Facing the Future
Many times when I read about strategy or organizational transformation, my mind begins to feel like it’s being crushed by a giant meat grinder: there seem to be so many dimensions to consider that it quickly becomes too complex to hold in my mind. I prefer to think about this topic in simple terms that I can explain to anyone:
- Why is it important to make a change now?
- What would it look like when the change was complete?
And then, if the change involves something important, like changing to healthier personal choices or encouraging employees to lead healthier lives, it’s good to have a strategy that will succeed. I really appreciate what a former colleague of mine writes very clearly about strategy in this context:
“In a nutshell, people who are leading strategically are always recognizing ways to improve, and leading the change to get there. They realize that not only do they have permission to do this, but that they need to do this.” – Patty Azzarello
To answer the first question, (“Why is it important to make a change now?”), a leader will open up to self-reflection, learning from others and being objectively clear about the current situation. Whenever our mind says one thing but the heart says another, a leader takes up the challenge to examine what is going on and do something about it. If a leader sees or senses that something is not quite right about the present situation, it’s critical to gain a wider view, a better perspective on what is going on. Information comes to us in many forms, and I have found that the two most important ways are:
- Discovering or creating new ways to grow and improve: This is what I call “the early warning” that perhaps the current way of behaving or operating have room for improvement. When we read or hear about innovations that sound interesting, perhaps having a closer look at them, and then we discover that this solution directly applies to our own situation. A leader has sharp vision and intuition to learn and understand more of what is possible.

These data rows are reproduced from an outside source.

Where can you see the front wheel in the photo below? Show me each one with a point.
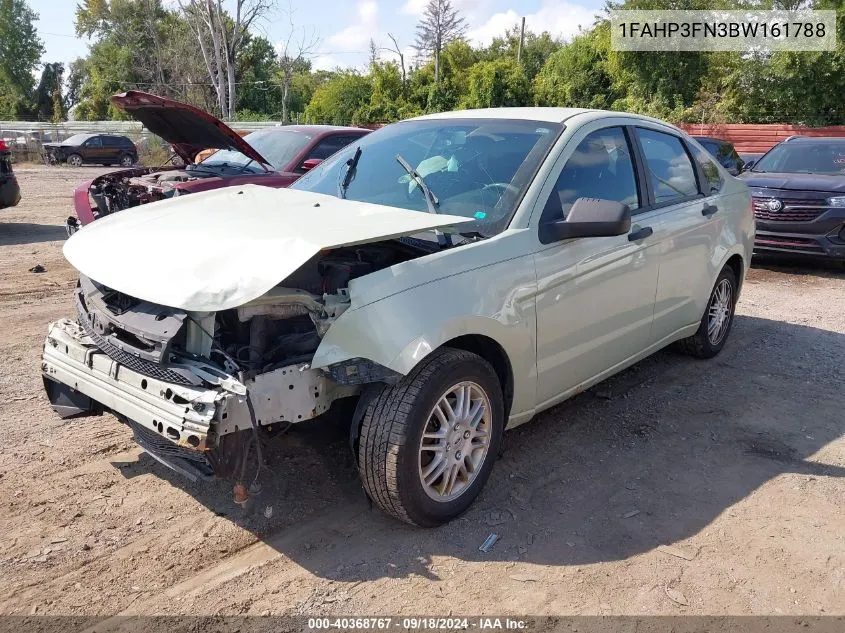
(428, 443)
(717, 320)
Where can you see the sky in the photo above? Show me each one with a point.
(343, 30)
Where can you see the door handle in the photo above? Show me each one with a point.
(640, 234)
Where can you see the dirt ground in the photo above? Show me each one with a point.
(678, 487)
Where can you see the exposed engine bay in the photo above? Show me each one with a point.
(201, 391)
(125, 189)
(282, 327)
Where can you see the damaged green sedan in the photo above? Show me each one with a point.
(456, 273)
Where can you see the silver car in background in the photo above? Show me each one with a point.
(456, 273)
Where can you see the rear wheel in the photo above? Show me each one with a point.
(428, 444)
(717, 320)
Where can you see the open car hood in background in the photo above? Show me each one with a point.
(219, 249)
(188, 129)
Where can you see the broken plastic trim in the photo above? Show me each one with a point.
(360, 371)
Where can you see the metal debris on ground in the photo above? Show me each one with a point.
(676, 596)
(488, 543)
(497, 517)
(524, 577)
(676, 551)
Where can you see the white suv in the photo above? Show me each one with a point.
(457, 273)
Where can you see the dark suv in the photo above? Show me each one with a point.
(103, 149)
(723, 152)
(798, 194)
(10, 192)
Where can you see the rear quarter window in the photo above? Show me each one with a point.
(713, 177)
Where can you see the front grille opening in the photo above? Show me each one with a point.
(788, 243)
(139, 365)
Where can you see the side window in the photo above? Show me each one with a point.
(668, 166)
(600, 167)
(711, 172)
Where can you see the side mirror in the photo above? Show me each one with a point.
(589, 217)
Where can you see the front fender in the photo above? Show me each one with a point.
(496, 301)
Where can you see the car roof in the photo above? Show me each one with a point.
(551, 115)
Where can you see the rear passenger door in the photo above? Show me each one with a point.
(596, 295)
(111, 148)
(686, 225)
(93, 150)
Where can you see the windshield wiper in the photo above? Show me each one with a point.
(351, 166)
(431, 200)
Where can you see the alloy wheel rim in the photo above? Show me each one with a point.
(719, 312)
(455, 441)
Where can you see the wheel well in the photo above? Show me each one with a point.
(736, 265)
(494, 354)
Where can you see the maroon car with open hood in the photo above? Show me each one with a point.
(274, 157)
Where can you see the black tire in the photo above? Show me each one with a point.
(392, 429)
(700, 344)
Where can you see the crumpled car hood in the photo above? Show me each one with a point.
(219, 249)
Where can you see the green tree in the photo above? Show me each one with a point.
(577, 75)
(536, 49)
(20, 52)
(440, 24)
(257, 68)
(496, 84)
(45, 94)
(337, 101)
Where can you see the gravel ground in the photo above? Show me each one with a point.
(677, 487)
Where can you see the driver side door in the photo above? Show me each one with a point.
(595, 302)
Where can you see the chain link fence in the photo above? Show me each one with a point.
(26, 139)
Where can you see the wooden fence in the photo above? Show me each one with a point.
(754, 138)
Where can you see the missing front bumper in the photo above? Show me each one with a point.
(80, 378)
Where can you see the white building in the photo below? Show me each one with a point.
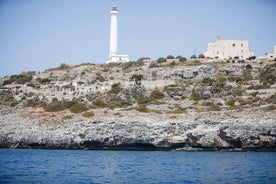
(224, 49)
(113, 47)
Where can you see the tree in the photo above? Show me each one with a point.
(161, 60)
(170, 57)
(181, 58)
(201, 56)
(137, 78)
(178, 57)
(193, 56)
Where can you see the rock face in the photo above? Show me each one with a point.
(238, 131)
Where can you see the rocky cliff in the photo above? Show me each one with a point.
(132, 130)
(191, 105)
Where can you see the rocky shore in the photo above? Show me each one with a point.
(145, 105)
(237, 130)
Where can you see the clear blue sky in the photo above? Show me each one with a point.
(40, 34)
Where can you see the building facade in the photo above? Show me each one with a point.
(225, 49)
(113, 45)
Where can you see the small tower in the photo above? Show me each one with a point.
(113, 45)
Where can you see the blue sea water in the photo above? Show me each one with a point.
(85, 166)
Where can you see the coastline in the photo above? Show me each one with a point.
(236, 130)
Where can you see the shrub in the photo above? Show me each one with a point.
(56, 106)
(142, 108)
(99, 103)
(179, 110)
(157, 94)
(116, 88)
(161, 60)
(43, 80)
(137, 78)
(201, 56)
(170, 57)
(99, 77)
(193, 56)
(143, 99)
(182, 59)
(268, 74)
(196, 96)
(246, 75)
(67, 117)
(78, 107)
(88, 114)
(19, 79)
(208, 81)
(248, 66)
(270, 108)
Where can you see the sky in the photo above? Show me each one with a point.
(36, 35)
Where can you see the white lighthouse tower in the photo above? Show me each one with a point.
(113, 47)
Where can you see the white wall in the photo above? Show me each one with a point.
(224, 49)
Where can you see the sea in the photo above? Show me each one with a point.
(89, 166)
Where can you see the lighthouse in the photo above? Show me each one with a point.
(113, 45)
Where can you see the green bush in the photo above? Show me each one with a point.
(78, 107)
(201, 56)
(161, 60)
(67, 117)
(88, 114)
(157, 94)
(100, 104)
(208, 81)
(268, 74)
(56, 106)
(170, 57)
(137, 78)
(196, 96)
(19, 79)
(193, 56)
(73, 106)
(116, 88)
(43, 80)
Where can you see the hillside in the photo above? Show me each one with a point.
(193, 104)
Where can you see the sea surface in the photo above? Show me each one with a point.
(86, 166)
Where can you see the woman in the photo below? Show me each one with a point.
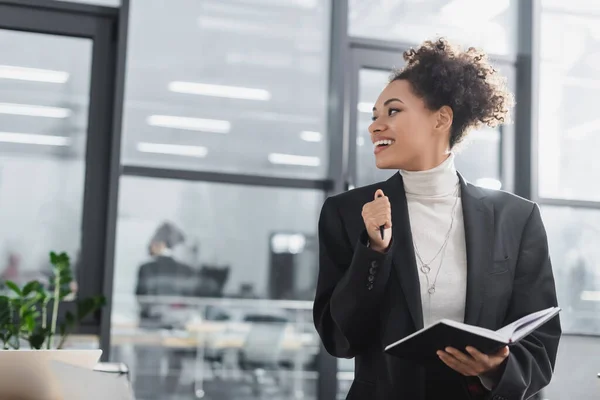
(449, 249)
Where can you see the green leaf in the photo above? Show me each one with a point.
(36, 340)
(70, 318)
(31, 287)
(29, 322)
(14, 287)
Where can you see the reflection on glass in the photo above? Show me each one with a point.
(573, 236)
(213, 289)
(44, 89)
(569, 126)
(252, 101)
(478, 156)
(109, 3)
(490, 25)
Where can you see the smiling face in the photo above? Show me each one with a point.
(405, 133)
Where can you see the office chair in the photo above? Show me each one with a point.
(261, 354)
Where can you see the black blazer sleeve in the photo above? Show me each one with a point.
(351, 285)
(530, 363)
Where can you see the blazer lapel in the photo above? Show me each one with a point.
(405, 265)
(479, 234)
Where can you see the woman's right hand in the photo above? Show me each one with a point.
(375, 214)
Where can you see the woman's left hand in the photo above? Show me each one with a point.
(475, 363)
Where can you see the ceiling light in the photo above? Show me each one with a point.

As a leader, expand your horizon. Read, meet with all levels of people and ask open questions, attend conferences that are outside your domain of expertise, look for industry trends or personal trends that will affect your customers, suppliers or distributors. Keep a journal of what you are learning or sensing as new information, and use it during staff meetings or with your customers to help test and confirm your thoughts.
- Recognizing complexity, waste or non-functioning things: This is the “late warning” – when our systems that worked before are no longer working well, and we don’t see why. When customers complain, escalate problems consistently or lose interest in the products you offer, you know you have a problem. Generally, this requires a bit of detective work to analyze and understand the systems that we are operating within and correctly identify the problem areas.
As a leader, again expand your view of the world. Engage with people who are expanding the body of knowledge around your problem area using new approaches and see how they are progressing. Using Lean Six Sigma practices, especially for software and IT projects, would be a great starting point for gaining deeper insight. There is a very good presentation of the concept in an easy-to-follow presentation by Mary Poppendieck, “Lean software development: discovering waste”.
To answer the second question, (“What would a change look like when complete?”), a leader will invest time and energy in creating a clearer picture of the future that others can embrace as their own and see their roles in it. It’s important to create a shared vision that will encompass the solutions for the problems or potential problems you want to solve. I’ve found a two step process to be the most effective path to get there:
- Clarifying the vision of what the future state could be: A leader calls attention to the problem and can either propose a future vision or have a small but trusted group help with this. When a future state is first described, it should be clear what is intended in the context of the business. A few sentences should suffice.
Write down what you know in your own words – why a change is important and what we are trying to accomplish. And then engage the right talent – the people who have talents to be writers, poets or artists – to help you with the description. Get ideas and feedback on it from trusted people in the organization. Use this as a launch point for the next step.
- Relentlessly pursuing dimensions of quality to guide the future: This second step is important because of the inherent complexity of businesses that have many interdepartmental processes that must interact to provide products or services.
Look at the business at the process level, understand the operational limitations and critical quality points that are affecting the problems areas. Lean Six Sigma is a methodology to help with this, so getting expert help with this part of it would expedite the step. When you have a good view into the what the critical process issues are relative to what you are trying to accomplish, you can then use this to build a strategy for change. Engaging a Lean Six Sigma Black Belt or Master Black Belt for this purpose will allow you to get this deeper understanding of the linkages between your key processes and the strategy for improvement.
Strategic transformation thinking is best practiced on a continual basis rather than a periodic event or triggered by crisis. In fact, a best practice is constant vigilance and questioning of the status quo. People who are leading strategically are using the power of their imagination to look ahead, facing the future, and consistently engaging others in understanding, planning and deploying how that future should unfold.